A Jeans Collapse—named for a great twentieth-century astronomer—was triggered. Here and there amid the shocked, metal-enriched clouds, whirlpools condensed, flattened, formed glowing centers…suns.

And round those new stars, tiny fragments coalesced, from rocky bodies nearer in, to great gas worlds, to distant, vast swarms of tiny lumps of frozen vapor…

All geochemistry had, until now, been dated from the supernova that triggered the formation of the solar system. Never had any matter originating outside that event come into human hands. Until now, that is.

The rock Suleiman Ould-Harrad had found under the heart of Halley had none of the isotopic ratios scientists were familiar with. It came from a completely different episode of creation.

Joao Quiverian would have loved this, Saul thought. He mourned the loss of a good mind to the madness of those long, hopeless years.

And Otis Sergeov, as well. I do hope we’ve learned a lesson.

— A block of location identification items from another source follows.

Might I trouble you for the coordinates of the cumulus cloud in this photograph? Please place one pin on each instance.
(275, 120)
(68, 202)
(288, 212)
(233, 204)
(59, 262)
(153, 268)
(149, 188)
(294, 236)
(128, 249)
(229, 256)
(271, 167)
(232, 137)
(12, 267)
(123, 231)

The final data unfolded before him, the confirmation of several years’ guesswork and labor.

Proved. The stone came from ocean sediments laid down long before Earth had begun to swirl and form out of cosmic debris. The little animals whose fossils he had traced had swum in seas of a world not very unlike the Earth, with chemistry not so very different. But they had lived before the sun was even a star to wink in their cloud-flecked skies.

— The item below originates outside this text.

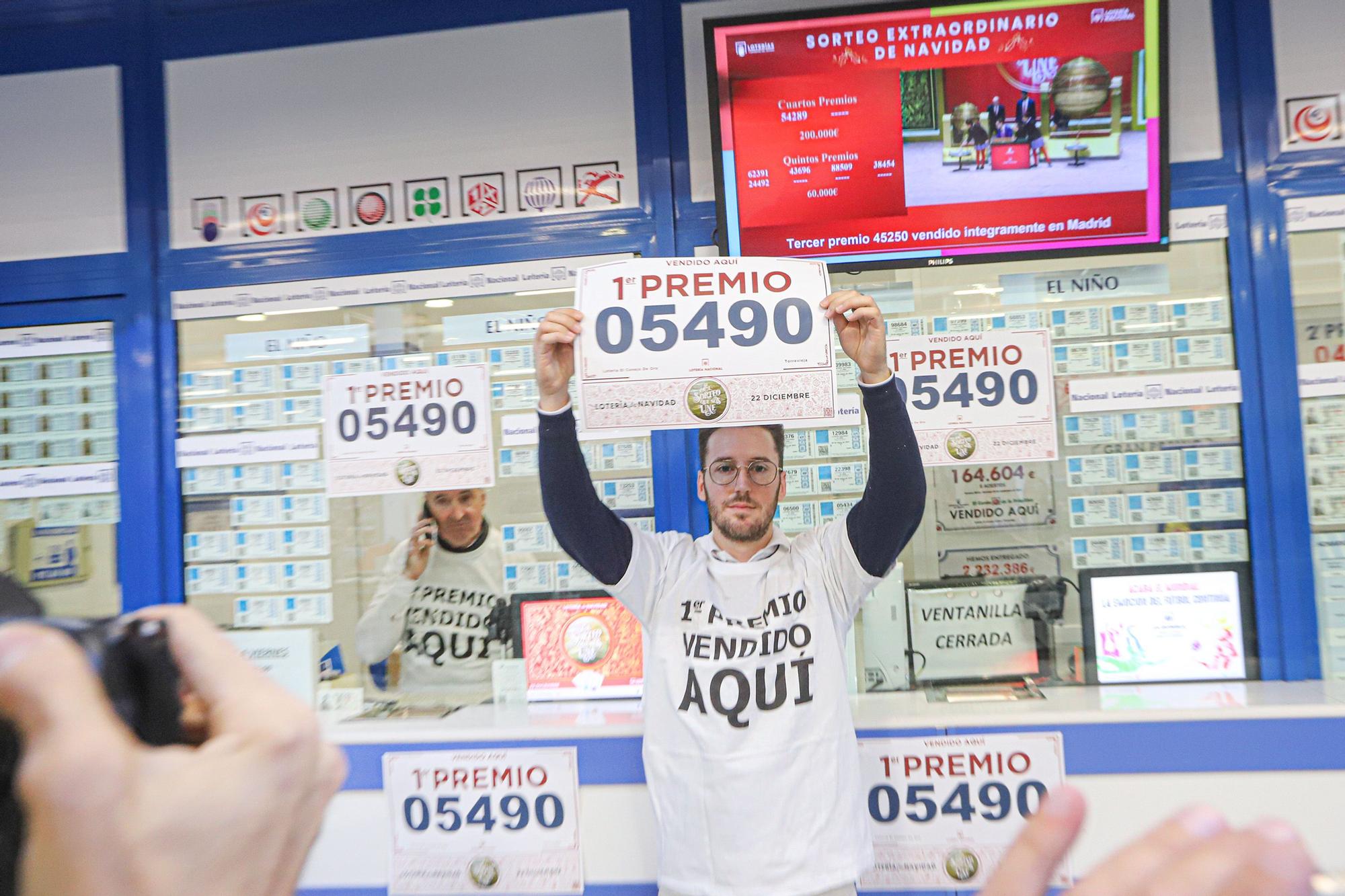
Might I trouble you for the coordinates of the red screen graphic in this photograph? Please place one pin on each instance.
(818, 161)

Saul read snatches from the message from Earth.

Radiation damage to constituent crystals indicates close proximity to the explosion. Not more than a quarter of a lightyear away from a supernova.

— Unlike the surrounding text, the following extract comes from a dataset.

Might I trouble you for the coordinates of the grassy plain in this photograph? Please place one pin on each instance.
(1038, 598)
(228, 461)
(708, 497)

He picked up a chunk of the stone, wearing smooth now from being handled. The planet that this had come from must have circled a smaller star that had the misfortune to be near the giant when it exploded, blowing it to bits and scattering its pieces into the smoke rings of the spiral arms.

Were there watchers, that night? he wondered. Might intelligence have looked up, knowing what was coming, making frantic plans, or resigned peace?

The odds were against it. Probably the planet had only animals and vegetation, and the end came swiftly, without anticipation. That did not make the event any less awesome, or less biblically terrible.